Di depan, ada papan tulis putih besar, dan di sekitar meja panjang putih yang berjajar, tampak para pelajar—yang sepertinya peserta hari ini—duduk di sana.


“Tempat duduk SMA Amanuma…”


“Ah, ini dia.”


Kami menemukan tempat duduk yang telah ditentukan dan duduk berdampingan.


Saat menengok ke sekitar, para peserta lain terlihat menghabiskan waktu masing-masing dalam suasana yang khas—ada yang memandangi buku teks dan soal latihan, ada pula yang memainkan ponsel.


──Akhirnya, ada enam sekolah yang mengikuti ujian kali ini.


Total 10 peserta akan bersaing untuk bisa bergabung dalam kelompok penelitian ini.

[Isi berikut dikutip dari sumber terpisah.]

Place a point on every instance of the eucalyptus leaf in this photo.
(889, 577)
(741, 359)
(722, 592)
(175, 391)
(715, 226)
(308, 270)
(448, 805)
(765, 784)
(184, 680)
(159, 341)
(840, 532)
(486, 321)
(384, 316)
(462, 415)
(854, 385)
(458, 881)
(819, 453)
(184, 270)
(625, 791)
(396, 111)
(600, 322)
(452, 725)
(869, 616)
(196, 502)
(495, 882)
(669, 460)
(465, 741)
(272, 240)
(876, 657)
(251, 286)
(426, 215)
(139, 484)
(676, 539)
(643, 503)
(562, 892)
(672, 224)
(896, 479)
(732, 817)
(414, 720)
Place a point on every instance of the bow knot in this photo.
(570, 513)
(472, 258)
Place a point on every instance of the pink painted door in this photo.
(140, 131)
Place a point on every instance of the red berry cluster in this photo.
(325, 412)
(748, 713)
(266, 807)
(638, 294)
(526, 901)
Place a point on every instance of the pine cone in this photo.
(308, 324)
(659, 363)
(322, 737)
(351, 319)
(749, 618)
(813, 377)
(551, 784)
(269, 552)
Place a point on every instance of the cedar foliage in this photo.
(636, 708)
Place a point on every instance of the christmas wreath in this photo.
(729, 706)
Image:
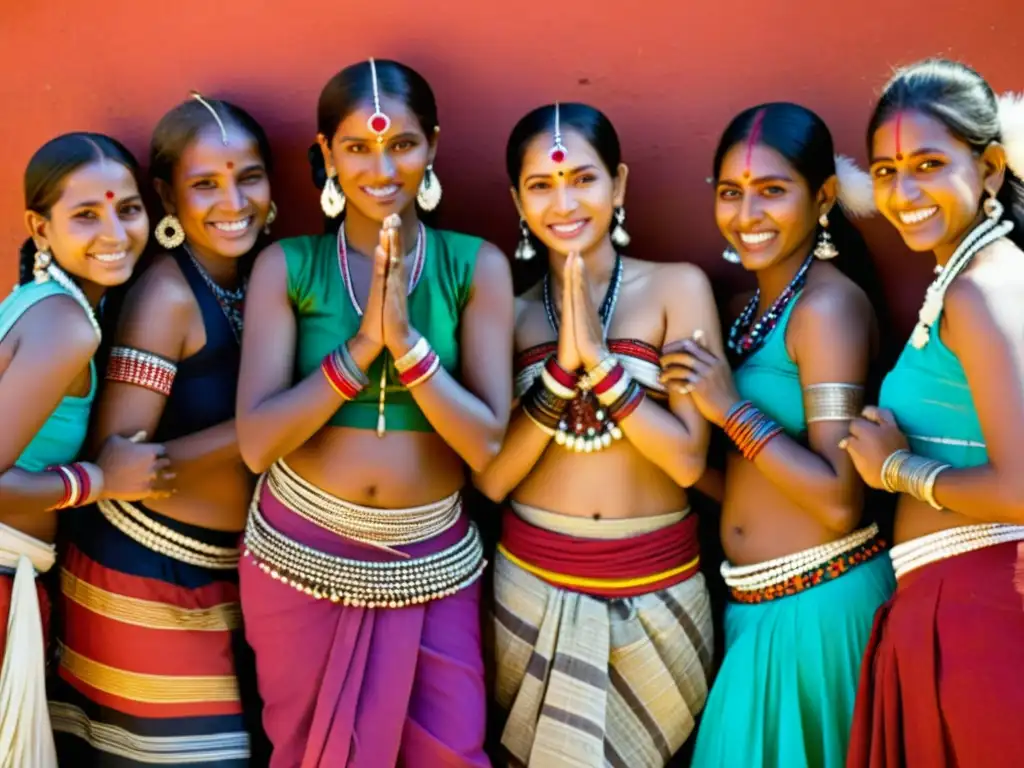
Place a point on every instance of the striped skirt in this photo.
(146, 645)
(590, 680)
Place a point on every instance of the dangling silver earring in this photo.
(332, 199)
(169, 232)
(40, 269)
(524, 251)
(824, 250)
(271, 216)
(992, 208)
(619, 236)
(429, 194)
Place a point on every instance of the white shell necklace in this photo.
(985, 233)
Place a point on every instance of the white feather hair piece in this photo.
(855, 192)
(1012, 130)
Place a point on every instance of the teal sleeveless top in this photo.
(928, 392)
(770, 379)
(61, 437)
(326, 317)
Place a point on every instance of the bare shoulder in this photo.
(58, 325)
(162, 285)
(833, 298)
(677, 282)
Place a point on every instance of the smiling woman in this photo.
(87, 228)
(376, 366)
(173, 373)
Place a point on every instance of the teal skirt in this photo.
(784, 694)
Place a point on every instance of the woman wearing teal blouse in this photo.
(943, 678)
(804, 580)
(376, 366)
(87, 228)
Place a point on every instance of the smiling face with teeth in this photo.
(568, 205)
(763, 207)
(97, 227)
(220, 193)
(379, 178)
(927, 182)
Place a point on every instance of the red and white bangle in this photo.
(141, 369)
(78, 486)
(558, 381)
(342, 374)
(418, 365)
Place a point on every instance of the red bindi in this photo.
(899, 123)
(753, 139)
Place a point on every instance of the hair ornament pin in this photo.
(379, 122)
(557, 152)
(854, 190)
(223, 129)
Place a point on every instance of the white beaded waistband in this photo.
(370, 584)
(138, 526)
(371, 525)
(770, 572)
(949, 543)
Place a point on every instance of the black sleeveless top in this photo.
(206, 384)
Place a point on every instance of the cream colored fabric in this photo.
(26, 735)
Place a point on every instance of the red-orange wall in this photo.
(670, 74)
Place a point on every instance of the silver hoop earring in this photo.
(992, 208)
(271, 216)
(41, 265)
(524, 251)
(429, 194)
(169, 232)
(619, 236)
(332, 199)
(825, 249)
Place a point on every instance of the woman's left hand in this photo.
(873, 437)
(587, 323)
(690, 368)
(397, 333)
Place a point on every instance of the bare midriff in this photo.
(396, 471)
(760, 522)
(613, 483)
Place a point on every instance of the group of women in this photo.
(258, 515)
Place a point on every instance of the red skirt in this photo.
(6, 585)
(942, 683)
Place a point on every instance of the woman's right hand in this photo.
(568, 353)
(372, 328)
(134, 470)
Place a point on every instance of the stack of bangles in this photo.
(548, 400)
(750, 429)
(903, 472)
(78, 486)
(418, 365)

Dan dari mereka, hanya satu sekolah, dua orang saja, yang akan benar-benar berangkat ke Nagano.


Aku pernah dengar bahwa tidak banyak peserta yang berniat serius, tapi melihat langsung seperti ini, 


semua tampak menatap ujian ini dengan sungguh-sungguh, 


membuat detak jantungku yang mulai tak menentu, terasa seakan dicekik oleh kesadaran.


Lalu…


“──!”


Pintu di depan ruangan ujian terbuka.


Seorang siswa laki-laki yang familiar masuk dari balik pintu itu.


──Rambut hitam lurus yang indah.


Wajah tajam yang menunjukkan kecerdasan, dilengkapi kacamata.


Berseragam SMA Harue—dia adalah Nanamori-san.


Dengan tenang, dia berjalan ke tengah ruangan dan menemukan tempat duduk yang dialokasikan untuknya.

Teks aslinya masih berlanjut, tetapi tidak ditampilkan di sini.